There will be a total of eight races to watch during the event. There will be one IndyCar Series race on both Saturday and Sunday featuring many of same drivers who competed in the Indianapolis 500.

"You really want to be at that first corner of that race, right after the bridge to see how the drivers handle that turn," Pagenaud says. "Those cars are very reactive. It's kind of difficult to be on the edge and very easy to lose control of the car.

"You might see something like smoke coming from the tires and that shows that the driver is having difficulty."

Due to the weight of the cars, the lack of power steering and the rate of acceleration, Pagenaud notes that G-forces can measure up to 3Gs, or three times the drivers' body weight.

"We'll lose about seven pounds this weekend because there's no power steering in those cars . . .  and you can imagine how difficult it is to keep that concentration for 90 laps with the Houston heat," Pagenaud says.

And even though it might rain this weekend, professional driver Lloyd Reed says that just one more reason to go. "The IndyCars will be going up to 180 (miles per hour)," Reed says. "If it rains they'll put on rain tires, but they'll still get out there. It should make for an interesting race." 

There are also a number of activities for those who aren't so fascinated by burning rubber.
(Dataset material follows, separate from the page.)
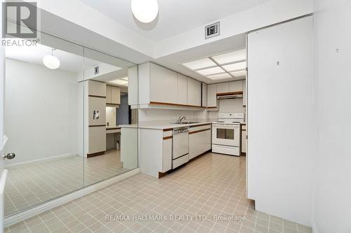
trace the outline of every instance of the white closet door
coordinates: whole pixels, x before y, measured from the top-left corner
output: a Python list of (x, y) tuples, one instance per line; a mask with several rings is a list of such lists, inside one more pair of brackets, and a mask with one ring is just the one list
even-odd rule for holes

Grand Prix managing director Austin Crossley suggest that attendees check out the Family Fun Zone inside the NRG Arena.

"This year we have a Jumbotron so parents can cool off and still watch the race while the kids play on the climbing wall or assemble their own salt water model car at the Shell Energy Lab," Crossley says.

Race goers should also check out the team paddocks and staging areas, open to the public, to get an up-close-and-personal view of the cars and their driver. 

"The paddocks is where the team comes and sets up for the races, it's kind of like their garage," Crossley says. "This is the only sport where we let fans into the locker room. These cars are incredibly technologically advanced and once you experience that and get to see the cars on the track you'll get hooked."